Pies are a familiar, fairly easy and perfectly authentic dish to take to a medieval potluck. I have included two of my favourite standbys, with the original recipes and my version.

Tart in Ymbre Day

Ember Days were fast days when meat was forbidden but dairy products were OK. This is a basic vegetarian quiche!

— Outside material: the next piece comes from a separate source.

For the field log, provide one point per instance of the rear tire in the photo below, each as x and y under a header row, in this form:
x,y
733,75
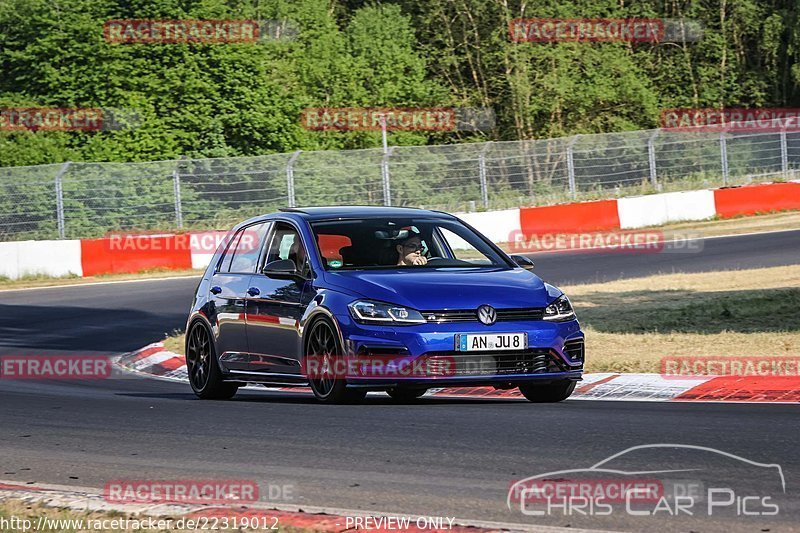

Take and perboil onyons & erbis & presse out the water & hewe hem smale. Take grene chese & bray it in a morter, and temper it up with ayren. Do therto butter, safroun & salt, and raisouns corauns, & a litel sugur with powdour douce, & bake it in a trap, & serve it forth.
Form of Curye (a 14th-century English cookbook).

My version:
You'll need a blind-baked tart case ("trap"); I use basic shortcrust pastry with a bit of saffron and an egg-yolk. Line with baking paper, fill with beans or rice, and prebake it at 200 degrees for about 10 mins.
Parboil one large onion, drain and chop. Add "erbis", herbs - fresh ones work better, I tend to use thyme and marjoram, but use your favourites.
The recipe specifies "grene chese"; other versions of this recipe suggest "good fat cheese", which I read as a slightly softer cheese, I habitually use a mixture of 1 tub cottage cheese and about a cup of grated cheddar. Mix this well, adding 3-4 eggs.
Add about 3 tblsp butter (it works better if you partially melt it in the microwave), a pinch of salt, a few strands of saffron, about half a cup of currants, two tsp sugar, half a tsp ginger and half a tsp cinnamon. (Poudre douce is literally sweet powder; it was a spice mixture containing sugar and the less pungent spices. Poudre fort, the strong mixture, would contain pepper, etc.)
Mix well and pour into the pastry case (having first removed the paper and baking beans!). Bake at about 180 degrees until the top has browned slightly and a knife comes out clean.
There are several different versions of this dish in various English medieval cookbooks; as well as using different types of cheese, some omit the currants, others specify which spices to use. I have also had good results using ricotta, or a mixture of cheddar and mozzarella, in place of the cheddar and cottage cheese. For Duke Cariadoc's version, see Cariadoc's Miscellany

Champignons en paste

Mushrooms of one night are the best, if they are small, red inside and closed at the top; and they should be peeled and then washed in hot water and parboiled, and if you wish to put them in a pasty add oil, cheese, and spice powder.
Le Menagier de Paris (14th century French)

My version:
These are basic and rather yummy cheese and mushroom pasties. I make them quite small, for eating convenience. One punnet of mushrooms to about a cup of grated cheddar seems to work quite well.
Wash the mushrooms (if they're not the tiny ones), parboil very lightly, chop and mix with cheese, a couple of tablespoons of olive oil, salt, pepper, and a teaspoon of ginger.
I use a basic shorcrust pastry (again, I add saffron and an egg yolk); the pasties look very authentic if you cut circles of pastry, fold them in half over the filling, and crimp the edges.
Bake at about 200 degrees until they're brown. Make sure that you seal the pastry properly, the filling tends to bubble out.